1. Field of the Invention
The present invention relates to a PIN type semiconductor photoelectric conversion device using a non-single-crystal semiconductor.
2. Description of the Prior Art
Heretofore there has been proposed a PIN type semiconductor photoelectric conversion device using a non-single-crystal semiconductor.
The PIN type semiconductor photoelectric conversion device comprises a laminated member having a first non-single-crystal semiconductor layer of a first conductivity type (P or N conductivity type), an I-type second non-single-crystal semiconductor layer and a third non-single-crystal semiconductor layer of a second conductivity type reverse from the first conductivity type (that is, N-type when the first non-single-crystal semiconductor layer is P-type, or P-type when the latter is N-type), and first and second electrodes making ohmic contact with the first and third non-single-crystal semiconductor layers, respectively.
When irradiated by light on the side of the first non-single-crystal semiconductor layer of the laminated member, such a PIN type semiconductor photoelectric conversion device performs a photoelectric conversion through the following mechanism. That is to say, the incident light passes through the first non-single-crystal semiconductor layer to reach the second non-single-crystal semiconductor layer, wherein it is absorbed. In consequence, carriers (electron-holes pairs) are created in the second non-single-crystal semiconductor layer. The carriers migrate into the first and third non-single-crystal semiconductor layers and then reach the first and second electrodes. Accordingly, a current corresponding to the intensity of the incident light is supplied to a load connected across the first and second electrodes.
In such a PIN type semiconductor photoelectric conversion device, as described above, incident light passes through the first non-single-crystal semiconductor layer to reach the second non-single-crystal semiconductor layer, wherein it is absorbed to create carriers therein.
However, all the light incident on the second non-single-crystal semiconductor layer through the first non-single-crystal semiconductor layer is not always absorbed by the second non-single-crystal semiconductor layer but a portion of the incident light passes through the third non-single-crystal semiconductor layer towards the second electrode.
IN the PIN type semiconductor photoelectric conversion device of the conventional structure described above, the second electrode does not reflect light but, if it does, it has only a small reflection coefficient. On account of this, in the prior art PIN type semiconductor photoelectric conversion device, that portion of the incident light which passes through the third non-single-crystal semiconductor layer towards the second electrode is scarcely utilized for photoelectric conversion and is dissipated in the second electrode.
Therefore, the conventional PIN type semiconductor photoelectric conversion device possesses the defects of low utilization efficiency of incident light and hence low photoelectric conversion efficiency.

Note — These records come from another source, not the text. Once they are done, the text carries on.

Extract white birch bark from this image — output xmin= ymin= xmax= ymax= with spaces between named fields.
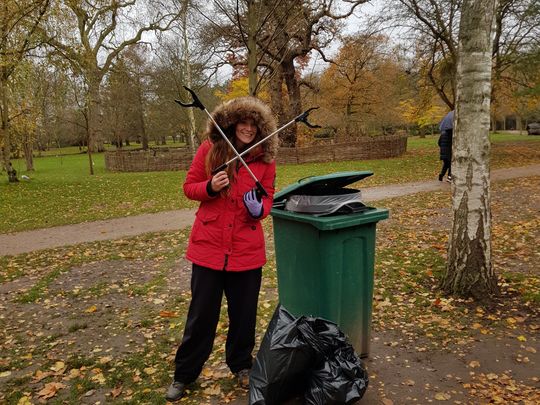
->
xmin=442 ymin=0 xmax=500 ymax=298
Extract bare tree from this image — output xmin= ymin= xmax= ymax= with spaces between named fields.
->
xmin=387 ymin=0 xmax=539 ymax=113
xmin=441 ymin=0 xmax=499 ymax=299
xmin=201 ymin=0 xmax=369 ymax=146
xmin=41 ymin=0 xmax=179 ymax=174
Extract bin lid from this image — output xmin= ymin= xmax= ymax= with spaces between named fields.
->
xmin=271 ymin=206 xmax=389 ymax=230
xmin=274 ymin=171 xmax=373 ymax=203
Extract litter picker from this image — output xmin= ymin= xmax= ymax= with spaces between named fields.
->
xmin=175 ymin=86 xmax=320 ymax=197
xmin=210 ymin=107 xmax=320 ymax=175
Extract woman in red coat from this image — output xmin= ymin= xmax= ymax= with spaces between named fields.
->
xmin=166 ymin=97 xmax=277 ymax=402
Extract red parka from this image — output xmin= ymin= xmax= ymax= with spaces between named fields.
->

Furthermore, in the PIN type semiconductor photoelectric conversion device of the above-described structure, the carriers created in the second non-single-crystal semiconductor layer migrate into the first and third non-single-crystal semiconductor layers and thence to the first and second electrodes. It is therefore desired that the first and second electrodes make excellent ohmic contact with the first and third non-single-crystal semiconductor layers, respectively.
It is general practice, in the conventional PIN type semiconductor photoelectric convension device that when the first non-single-crystal semiconductor layer of the laminated member is a non-single-crystal semiconductor on the side of incidence of light, the first electrode is formed by a light transparent conductive layer and the second electrode is formed of metal.
However, the first and second electrodes in the conventional PIN type semiconductor photoelectric convension device are formed without regard to the impurities contained in the first and third non-single-crystal semiconductor layers for imparting thereto respective conductivity types.
On account of this, the ohmic contact between the first electrode and the first non-single-crystal semiconductor layer and between the second electrode and the third non-single-crystal semiconductor layer is not very good in the conventional PIN type semiconductor photoelectric convension device.
Accordingly, the prior art PIN type semiconductor photoelectric conversion device has the defect of low photoelectric conversion efficiency in this regard also.